Lecture 1. Basic concepts and examples of applied problems.



Lecture 2. Bayesian classification algorithms, non-parametric methods



Lecture 3. Parametric methods, normal discriminant analysis



Lecture 4. EM-algorithm and network of radial basis functions.



Lecture 5. Metric classification algorithms



Lecture 6. Linear classification algorithms



Lecture 7. Support Vector Machine (SVM)



Lecture 8. Linear classification methods: generalizations and review



Lecture 9. Regression Recovery Techniques



Lecture 10. Time Series Prediction



Lecture 11. Neural networks



Lecture 12. Clustering Algorithms



Lecture 13. Methods of partial learning



Lectures 14-15. Classifier compositions. Boosting ( part 1 , part 2 )

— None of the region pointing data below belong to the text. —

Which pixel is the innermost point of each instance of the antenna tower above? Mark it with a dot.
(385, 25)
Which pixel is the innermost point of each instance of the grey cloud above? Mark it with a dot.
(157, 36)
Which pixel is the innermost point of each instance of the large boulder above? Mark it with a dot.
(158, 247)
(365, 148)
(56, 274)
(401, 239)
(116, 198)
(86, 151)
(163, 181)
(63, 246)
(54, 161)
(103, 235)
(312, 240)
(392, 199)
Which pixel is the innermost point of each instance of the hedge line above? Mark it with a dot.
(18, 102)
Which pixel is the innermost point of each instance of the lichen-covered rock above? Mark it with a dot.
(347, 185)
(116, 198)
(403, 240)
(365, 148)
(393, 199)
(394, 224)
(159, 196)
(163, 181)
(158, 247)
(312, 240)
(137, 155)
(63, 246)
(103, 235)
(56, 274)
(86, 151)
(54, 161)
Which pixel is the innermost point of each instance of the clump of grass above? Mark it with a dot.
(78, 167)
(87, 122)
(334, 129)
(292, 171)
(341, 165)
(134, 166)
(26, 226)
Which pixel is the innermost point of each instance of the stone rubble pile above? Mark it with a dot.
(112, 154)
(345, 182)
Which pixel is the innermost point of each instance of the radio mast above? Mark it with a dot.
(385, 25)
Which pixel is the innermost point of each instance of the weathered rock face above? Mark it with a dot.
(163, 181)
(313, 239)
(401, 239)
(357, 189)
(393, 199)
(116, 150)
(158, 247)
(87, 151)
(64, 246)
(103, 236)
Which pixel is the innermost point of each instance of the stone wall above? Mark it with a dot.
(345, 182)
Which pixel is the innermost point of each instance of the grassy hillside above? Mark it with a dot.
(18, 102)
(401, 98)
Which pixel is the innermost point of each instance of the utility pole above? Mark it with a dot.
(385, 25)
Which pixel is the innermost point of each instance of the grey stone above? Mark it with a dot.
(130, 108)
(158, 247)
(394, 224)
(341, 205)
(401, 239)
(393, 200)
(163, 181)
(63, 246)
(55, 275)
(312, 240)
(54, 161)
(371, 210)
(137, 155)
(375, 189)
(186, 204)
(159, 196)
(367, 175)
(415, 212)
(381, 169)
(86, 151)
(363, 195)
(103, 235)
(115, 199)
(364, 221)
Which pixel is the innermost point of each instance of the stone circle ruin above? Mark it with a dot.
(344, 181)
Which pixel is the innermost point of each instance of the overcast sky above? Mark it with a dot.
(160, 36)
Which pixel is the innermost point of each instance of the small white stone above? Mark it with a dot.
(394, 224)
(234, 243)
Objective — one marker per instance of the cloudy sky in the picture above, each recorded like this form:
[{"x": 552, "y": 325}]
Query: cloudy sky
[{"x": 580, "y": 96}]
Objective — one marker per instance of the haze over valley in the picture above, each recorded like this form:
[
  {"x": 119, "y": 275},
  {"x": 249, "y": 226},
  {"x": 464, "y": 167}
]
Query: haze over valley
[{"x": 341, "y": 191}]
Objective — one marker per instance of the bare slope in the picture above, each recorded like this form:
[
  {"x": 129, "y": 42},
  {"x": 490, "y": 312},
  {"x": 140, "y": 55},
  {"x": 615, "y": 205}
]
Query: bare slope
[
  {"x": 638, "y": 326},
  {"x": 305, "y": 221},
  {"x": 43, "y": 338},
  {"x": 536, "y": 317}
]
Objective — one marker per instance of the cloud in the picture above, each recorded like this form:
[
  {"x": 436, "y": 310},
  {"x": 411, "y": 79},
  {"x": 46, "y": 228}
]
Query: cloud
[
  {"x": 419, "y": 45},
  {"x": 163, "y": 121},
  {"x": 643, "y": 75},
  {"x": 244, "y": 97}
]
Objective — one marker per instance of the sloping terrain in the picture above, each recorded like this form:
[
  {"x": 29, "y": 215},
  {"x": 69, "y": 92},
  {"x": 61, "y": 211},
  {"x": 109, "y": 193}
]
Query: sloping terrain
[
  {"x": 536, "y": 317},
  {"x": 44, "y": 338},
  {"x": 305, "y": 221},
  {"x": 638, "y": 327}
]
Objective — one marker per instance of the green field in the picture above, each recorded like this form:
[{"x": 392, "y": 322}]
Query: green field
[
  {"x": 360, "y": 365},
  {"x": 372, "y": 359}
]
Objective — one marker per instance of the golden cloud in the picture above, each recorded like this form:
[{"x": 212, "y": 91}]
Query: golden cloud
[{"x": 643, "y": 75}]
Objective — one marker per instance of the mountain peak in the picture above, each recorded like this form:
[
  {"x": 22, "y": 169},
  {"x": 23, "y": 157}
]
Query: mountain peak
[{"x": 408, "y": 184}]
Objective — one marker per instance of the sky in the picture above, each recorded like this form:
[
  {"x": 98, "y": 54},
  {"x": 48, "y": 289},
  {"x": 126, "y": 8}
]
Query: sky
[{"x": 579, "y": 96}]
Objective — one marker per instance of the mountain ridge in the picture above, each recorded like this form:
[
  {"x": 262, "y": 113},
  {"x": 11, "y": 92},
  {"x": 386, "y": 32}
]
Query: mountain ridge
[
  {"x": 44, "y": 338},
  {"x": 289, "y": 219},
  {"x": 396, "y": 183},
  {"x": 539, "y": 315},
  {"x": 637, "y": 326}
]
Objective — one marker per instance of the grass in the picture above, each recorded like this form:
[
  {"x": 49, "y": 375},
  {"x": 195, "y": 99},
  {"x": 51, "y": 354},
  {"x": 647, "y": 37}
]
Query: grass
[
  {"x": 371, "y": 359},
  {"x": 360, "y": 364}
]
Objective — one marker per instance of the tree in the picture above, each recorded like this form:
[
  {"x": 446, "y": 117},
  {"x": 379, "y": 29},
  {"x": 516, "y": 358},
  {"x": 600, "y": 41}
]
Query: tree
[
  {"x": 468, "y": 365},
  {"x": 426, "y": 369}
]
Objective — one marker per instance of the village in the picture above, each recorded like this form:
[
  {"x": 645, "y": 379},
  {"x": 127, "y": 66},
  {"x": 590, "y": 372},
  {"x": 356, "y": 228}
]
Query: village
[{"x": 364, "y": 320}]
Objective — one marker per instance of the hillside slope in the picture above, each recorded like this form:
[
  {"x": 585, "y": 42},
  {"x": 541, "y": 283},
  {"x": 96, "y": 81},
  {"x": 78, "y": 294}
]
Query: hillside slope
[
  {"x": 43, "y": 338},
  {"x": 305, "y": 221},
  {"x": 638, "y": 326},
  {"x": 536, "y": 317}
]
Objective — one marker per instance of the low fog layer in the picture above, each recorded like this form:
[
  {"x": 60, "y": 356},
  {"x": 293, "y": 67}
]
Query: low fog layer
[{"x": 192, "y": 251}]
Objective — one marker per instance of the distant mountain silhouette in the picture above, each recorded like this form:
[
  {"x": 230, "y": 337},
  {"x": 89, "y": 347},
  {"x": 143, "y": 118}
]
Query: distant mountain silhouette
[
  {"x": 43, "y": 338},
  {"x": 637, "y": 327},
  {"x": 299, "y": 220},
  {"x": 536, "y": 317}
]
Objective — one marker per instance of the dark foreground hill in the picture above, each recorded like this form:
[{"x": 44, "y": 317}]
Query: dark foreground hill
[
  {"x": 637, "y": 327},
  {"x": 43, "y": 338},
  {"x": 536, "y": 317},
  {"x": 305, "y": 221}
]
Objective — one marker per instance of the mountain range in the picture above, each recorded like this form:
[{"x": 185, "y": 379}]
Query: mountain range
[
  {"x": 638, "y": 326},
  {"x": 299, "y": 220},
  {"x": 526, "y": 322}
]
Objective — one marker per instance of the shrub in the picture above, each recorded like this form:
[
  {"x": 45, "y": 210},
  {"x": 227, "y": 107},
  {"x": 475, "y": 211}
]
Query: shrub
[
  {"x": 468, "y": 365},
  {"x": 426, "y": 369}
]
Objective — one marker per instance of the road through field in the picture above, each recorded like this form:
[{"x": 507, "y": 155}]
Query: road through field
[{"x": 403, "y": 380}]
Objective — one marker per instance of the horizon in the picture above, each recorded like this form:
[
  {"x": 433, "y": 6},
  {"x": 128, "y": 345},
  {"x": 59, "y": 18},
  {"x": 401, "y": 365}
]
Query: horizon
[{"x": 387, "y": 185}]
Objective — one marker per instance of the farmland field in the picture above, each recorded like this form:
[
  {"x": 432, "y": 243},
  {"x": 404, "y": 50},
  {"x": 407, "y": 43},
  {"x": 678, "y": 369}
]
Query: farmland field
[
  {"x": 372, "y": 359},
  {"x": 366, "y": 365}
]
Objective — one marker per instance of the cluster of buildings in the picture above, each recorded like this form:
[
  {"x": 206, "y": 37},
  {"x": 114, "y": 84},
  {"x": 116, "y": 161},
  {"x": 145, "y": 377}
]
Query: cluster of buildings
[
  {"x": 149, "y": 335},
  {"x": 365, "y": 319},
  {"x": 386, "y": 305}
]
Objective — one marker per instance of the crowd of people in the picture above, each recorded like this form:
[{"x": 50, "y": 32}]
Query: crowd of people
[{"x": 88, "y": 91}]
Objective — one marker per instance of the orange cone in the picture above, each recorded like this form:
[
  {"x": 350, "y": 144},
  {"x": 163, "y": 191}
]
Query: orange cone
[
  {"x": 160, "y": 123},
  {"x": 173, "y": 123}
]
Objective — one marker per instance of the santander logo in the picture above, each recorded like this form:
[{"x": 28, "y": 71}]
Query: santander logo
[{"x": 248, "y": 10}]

Lecture 16. Estimates of generalizing ability



Lecture 17. Methods of selection of signs. Feature selection



Lecture 18. Logic classification algorithms



Lecture 19. Logic classification algorithms. Decisive trees



Lecture 20. Logic classification algorithms. Weighted vote



Lecture 21. Search for associative rules



Lecture 22. Collaborative iterations



Lectures 23-24. Thematic modeling ( part 1 , part 2 )



Lecture 25. Training with reinforcements




Update: all the lectures of the Machine Learning course in the form of an open folder on Yandex.Disk .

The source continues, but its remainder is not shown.